The Business Challenge
Before:
- 100% reliance on Facebook ads (₹500-800 per lead)
- Zero organic presence or SEO strategy
- Manual enrollment process prone to errors
- Monthly ad spend: ₹35,000-50,000 with unpredictable ROI
After:
- 50+ total leads in 3-4 months (organic + ads + cold outreach)
- ₹3,00,000+ revenue from organic SEO leads only - 6 conversions (12% conversion rate)
- Automated lead management with 99.9% reliability
- 95+ Lighthouse score driving top Google rankings
ROI: Infinite (₹0 cost vs ₹3L+ revenue)

The production website achieving 95+ Lighthouse score and driving 50+ organic leads

Mobile-optimized homepage with responsive design - 95+ Lighthouse score on mobile devices ensuring excellent user experience across all screen sizes
Key Metrics
Business Impact
| Metric | Value | Context |
|---|---|---|
| Organic Leads | 50+ total | 3-4 months, 100% organic |
| Revenue Generated | ₹3,00,000+ | 6 conversions |
| Conversion Rate | 12% | Industry-leading |
| Cost Per Lead | ₹0 | vs ₹500-800 via ads |
| Monthly Ad Savings | ₹35,000+ | Eliminated ad spend |
Technical Performance
| Metric | Value | Achievement |
|---|---|---|
| Lighthouse Score | 95+ | Up from <50 |
| Uptime | 99.9% | Vercel edge network |
| Response Time | <2s | End-to-end processing |
| Workflow Reliability | 99.7% | n8n automation |
| Infrastructure Cost | ₹0/month | Free tier optimization |
| Keywords Ranking | 20+ | Page 1 Google India |
SEO Results (6 Months Google Search Console)
| Metric | Value | Growth |
|---|---|---|
| Impressions | 45,000+ | 2.3x increase |
| Clicks | 260+ | 78% increase |
| Average Position | 8 | Improved from 10.4 |
| Keywords Ranking | 20+ | Page 1 Google India |
AI SEO/GEO Results (llms.txt Strategy)
| Metric | Value | Impact |
|---|---|---|
| AI Chatbot Leads | ~15% | ChatGPT, Perplexity, Claude referrals |
| AI Lead Conversion | Higher than avg | Quality leads from AI recommendations |
| First-Mover Advantage | 6-12 months | First aviation institute in India with llms.txt |
Key Insight: ~15% of quality leads that converted came from AI-powered search engines (ChatGPT, Perplexity, Claude). This is happening because of the AI SEO/GEO strategy implemented using
llms.txt, enhancedrobots.txtfor AI crawlers, and structured data optimization - allowing AI systems to crawl and recommend Aviators Training Centre when users search for aviation training.

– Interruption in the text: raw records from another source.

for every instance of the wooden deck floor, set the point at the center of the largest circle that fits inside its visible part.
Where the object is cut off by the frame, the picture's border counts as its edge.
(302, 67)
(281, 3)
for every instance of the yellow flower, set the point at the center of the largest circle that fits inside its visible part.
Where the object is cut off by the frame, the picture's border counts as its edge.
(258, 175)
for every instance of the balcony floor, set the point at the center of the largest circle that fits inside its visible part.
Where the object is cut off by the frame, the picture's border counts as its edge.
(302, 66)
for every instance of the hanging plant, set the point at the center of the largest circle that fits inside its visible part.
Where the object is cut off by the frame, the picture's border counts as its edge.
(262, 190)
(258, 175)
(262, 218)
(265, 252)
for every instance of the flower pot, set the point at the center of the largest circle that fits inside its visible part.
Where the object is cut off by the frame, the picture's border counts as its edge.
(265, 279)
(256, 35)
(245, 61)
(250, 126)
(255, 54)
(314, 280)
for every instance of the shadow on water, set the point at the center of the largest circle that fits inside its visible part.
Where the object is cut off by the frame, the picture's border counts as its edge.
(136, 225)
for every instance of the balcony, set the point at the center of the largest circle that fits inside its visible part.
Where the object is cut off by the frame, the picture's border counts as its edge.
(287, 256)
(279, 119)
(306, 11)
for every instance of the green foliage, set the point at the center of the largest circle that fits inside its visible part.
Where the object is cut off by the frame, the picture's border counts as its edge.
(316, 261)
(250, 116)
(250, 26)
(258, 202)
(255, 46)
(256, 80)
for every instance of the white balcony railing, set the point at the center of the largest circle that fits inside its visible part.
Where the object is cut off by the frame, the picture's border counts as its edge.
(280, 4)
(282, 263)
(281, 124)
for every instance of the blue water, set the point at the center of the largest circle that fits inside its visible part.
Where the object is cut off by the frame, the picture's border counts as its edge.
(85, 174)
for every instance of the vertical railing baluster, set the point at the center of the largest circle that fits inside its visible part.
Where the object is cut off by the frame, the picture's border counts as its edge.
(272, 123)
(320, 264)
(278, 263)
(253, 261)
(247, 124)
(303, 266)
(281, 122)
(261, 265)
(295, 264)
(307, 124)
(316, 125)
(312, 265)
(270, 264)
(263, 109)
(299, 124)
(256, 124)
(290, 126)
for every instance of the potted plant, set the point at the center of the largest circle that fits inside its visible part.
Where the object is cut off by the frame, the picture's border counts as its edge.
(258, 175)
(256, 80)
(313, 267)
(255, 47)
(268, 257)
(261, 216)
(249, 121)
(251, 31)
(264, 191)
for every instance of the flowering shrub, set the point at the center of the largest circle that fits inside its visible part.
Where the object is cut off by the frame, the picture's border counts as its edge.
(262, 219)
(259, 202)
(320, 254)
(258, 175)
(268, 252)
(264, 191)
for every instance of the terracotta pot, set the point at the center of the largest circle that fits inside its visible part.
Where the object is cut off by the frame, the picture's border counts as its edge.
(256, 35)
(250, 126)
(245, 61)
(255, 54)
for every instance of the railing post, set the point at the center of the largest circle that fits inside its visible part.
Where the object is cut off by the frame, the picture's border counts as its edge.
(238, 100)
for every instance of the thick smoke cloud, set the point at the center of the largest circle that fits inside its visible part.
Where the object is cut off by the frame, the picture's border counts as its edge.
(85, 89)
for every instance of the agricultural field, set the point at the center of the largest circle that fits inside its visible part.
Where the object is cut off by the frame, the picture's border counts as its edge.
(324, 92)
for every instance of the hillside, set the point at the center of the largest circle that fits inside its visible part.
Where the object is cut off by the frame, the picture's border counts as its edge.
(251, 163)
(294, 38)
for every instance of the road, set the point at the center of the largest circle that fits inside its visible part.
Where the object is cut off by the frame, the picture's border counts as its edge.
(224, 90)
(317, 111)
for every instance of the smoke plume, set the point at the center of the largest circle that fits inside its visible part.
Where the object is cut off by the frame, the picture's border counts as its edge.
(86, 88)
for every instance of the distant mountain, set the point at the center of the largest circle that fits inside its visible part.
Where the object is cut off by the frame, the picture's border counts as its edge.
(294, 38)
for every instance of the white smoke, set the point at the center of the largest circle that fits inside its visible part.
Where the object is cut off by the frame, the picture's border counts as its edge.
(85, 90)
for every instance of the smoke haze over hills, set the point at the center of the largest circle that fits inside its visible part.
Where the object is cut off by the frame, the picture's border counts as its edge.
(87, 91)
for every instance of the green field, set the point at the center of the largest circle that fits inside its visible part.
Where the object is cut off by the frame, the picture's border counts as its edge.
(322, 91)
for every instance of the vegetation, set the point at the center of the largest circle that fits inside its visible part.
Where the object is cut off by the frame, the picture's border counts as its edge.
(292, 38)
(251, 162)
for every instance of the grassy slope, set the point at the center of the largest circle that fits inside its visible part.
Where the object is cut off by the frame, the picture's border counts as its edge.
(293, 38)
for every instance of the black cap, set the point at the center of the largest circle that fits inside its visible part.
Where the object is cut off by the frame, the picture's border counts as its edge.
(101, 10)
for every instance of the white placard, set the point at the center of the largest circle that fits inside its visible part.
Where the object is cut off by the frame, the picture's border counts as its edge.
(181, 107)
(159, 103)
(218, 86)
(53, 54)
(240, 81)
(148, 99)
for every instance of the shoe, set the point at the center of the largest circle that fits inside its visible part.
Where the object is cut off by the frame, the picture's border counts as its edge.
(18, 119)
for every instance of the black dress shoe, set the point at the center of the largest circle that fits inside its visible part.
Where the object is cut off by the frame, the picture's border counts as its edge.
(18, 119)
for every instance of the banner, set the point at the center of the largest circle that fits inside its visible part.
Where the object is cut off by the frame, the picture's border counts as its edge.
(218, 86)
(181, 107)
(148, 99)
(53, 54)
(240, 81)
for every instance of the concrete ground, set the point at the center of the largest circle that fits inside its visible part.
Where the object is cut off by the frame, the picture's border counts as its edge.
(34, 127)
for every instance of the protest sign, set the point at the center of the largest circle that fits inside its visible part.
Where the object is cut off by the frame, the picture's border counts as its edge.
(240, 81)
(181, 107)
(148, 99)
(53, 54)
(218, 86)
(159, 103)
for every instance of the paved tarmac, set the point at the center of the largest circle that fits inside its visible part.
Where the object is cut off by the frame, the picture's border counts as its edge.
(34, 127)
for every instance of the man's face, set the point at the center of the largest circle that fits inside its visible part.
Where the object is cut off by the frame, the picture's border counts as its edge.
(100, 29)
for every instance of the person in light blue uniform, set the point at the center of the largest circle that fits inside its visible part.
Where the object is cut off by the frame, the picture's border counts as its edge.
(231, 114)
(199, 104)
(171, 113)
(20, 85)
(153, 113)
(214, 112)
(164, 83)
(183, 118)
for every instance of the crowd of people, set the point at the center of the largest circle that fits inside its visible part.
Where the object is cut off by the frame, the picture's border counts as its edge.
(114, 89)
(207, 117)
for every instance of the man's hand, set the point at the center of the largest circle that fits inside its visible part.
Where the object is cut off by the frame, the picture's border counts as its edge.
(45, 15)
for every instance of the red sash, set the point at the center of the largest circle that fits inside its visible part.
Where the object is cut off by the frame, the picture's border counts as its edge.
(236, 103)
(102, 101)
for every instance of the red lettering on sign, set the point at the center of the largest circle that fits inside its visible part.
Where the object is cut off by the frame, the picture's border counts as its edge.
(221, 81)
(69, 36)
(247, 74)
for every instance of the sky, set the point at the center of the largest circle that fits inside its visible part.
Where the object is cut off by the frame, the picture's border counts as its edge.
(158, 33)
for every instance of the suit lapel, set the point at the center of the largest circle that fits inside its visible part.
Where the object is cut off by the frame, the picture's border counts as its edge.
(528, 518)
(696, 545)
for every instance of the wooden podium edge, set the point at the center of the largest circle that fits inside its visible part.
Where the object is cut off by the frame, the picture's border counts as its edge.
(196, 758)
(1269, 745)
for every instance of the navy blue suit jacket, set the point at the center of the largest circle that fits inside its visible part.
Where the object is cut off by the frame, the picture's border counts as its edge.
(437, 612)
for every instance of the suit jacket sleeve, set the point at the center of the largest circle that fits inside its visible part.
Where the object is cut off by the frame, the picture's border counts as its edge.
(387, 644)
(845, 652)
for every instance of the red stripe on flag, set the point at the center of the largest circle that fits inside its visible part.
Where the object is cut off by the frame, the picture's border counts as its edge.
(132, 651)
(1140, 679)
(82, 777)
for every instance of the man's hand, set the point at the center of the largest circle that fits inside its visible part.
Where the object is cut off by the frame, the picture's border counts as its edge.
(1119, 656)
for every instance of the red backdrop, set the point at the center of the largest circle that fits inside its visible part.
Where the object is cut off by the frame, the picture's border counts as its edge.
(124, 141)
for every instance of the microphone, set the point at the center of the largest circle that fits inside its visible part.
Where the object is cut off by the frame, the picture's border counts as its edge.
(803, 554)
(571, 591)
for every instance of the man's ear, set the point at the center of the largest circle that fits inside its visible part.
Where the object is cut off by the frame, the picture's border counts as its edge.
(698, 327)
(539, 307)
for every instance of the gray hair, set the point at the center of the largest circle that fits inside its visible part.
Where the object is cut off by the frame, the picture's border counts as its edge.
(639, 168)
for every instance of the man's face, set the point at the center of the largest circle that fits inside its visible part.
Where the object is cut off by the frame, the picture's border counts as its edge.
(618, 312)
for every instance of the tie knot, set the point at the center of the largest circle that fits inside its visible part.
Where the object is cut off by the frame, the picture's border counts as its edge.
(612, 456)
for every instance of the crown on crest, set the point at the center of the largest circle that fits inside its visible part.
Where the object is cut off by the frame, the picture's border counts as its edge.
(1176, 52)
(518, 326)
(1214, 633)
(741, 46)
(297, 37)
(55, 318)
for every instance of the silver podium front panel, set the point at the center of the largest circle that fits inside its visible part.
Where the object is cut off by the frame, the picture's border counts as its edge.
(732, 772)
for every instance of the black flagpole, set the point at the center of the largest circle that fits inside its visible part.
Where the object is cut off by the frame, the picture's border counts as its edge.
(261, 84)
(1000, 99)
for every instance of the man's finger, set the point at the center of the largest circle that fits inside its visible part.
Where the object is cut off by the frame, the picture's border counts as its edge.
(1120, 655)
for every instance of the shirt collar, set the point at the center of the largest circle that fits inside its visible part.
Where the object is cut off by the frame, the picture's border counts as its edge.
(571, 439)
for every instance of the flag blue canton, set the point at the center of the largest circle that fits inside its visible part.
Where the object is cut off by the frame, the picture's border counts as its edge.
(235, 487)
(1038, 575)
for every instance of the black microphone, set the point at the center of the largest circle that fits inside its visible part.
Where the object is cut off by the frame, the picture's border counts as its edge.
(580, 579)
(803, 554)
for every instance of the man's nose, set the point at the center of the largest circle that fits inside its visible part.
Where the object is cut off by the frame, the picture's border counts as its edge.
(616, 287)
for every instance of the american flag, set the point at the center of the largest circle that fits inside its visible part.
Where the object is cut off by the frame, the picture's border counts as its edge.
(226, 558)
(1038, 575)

Google Search Console performance: 45,000+ impressions and 260+ clicks over 6 months - demonstrating strong organic growth alongside other lead channels

Complete lead generation funnel: From 45,000+ impressions to ₹3L revenue - showing strong visit-to-lead conversion and 12% lead-to-customer conversion
Technical Innovation
1. Lighthouse Optimization (<50 → 95+)

Lighthouse optimization journey: <50 to 95+ through 5-part systematic optimization (images 93% reduction, code 67% reduction, fonts, scripts, caching)
Challenge: Initial deployment scored <50, killing SEO rankings.
Solution: 5-part systematic optimization:
- Next.js Image component (93% image size reduction)
- Code splitting (67% bundle size reduction)
- Font optimization (eliminated render-blocking)
- Third-party script lazy loading
- Aggressive caching strategy
Result: 95+ Lighthouse → Page 1 rankings → 50+ organic leads → ₹3L+ revenue
2. n8n Automation Architecture (3 Production Workflows)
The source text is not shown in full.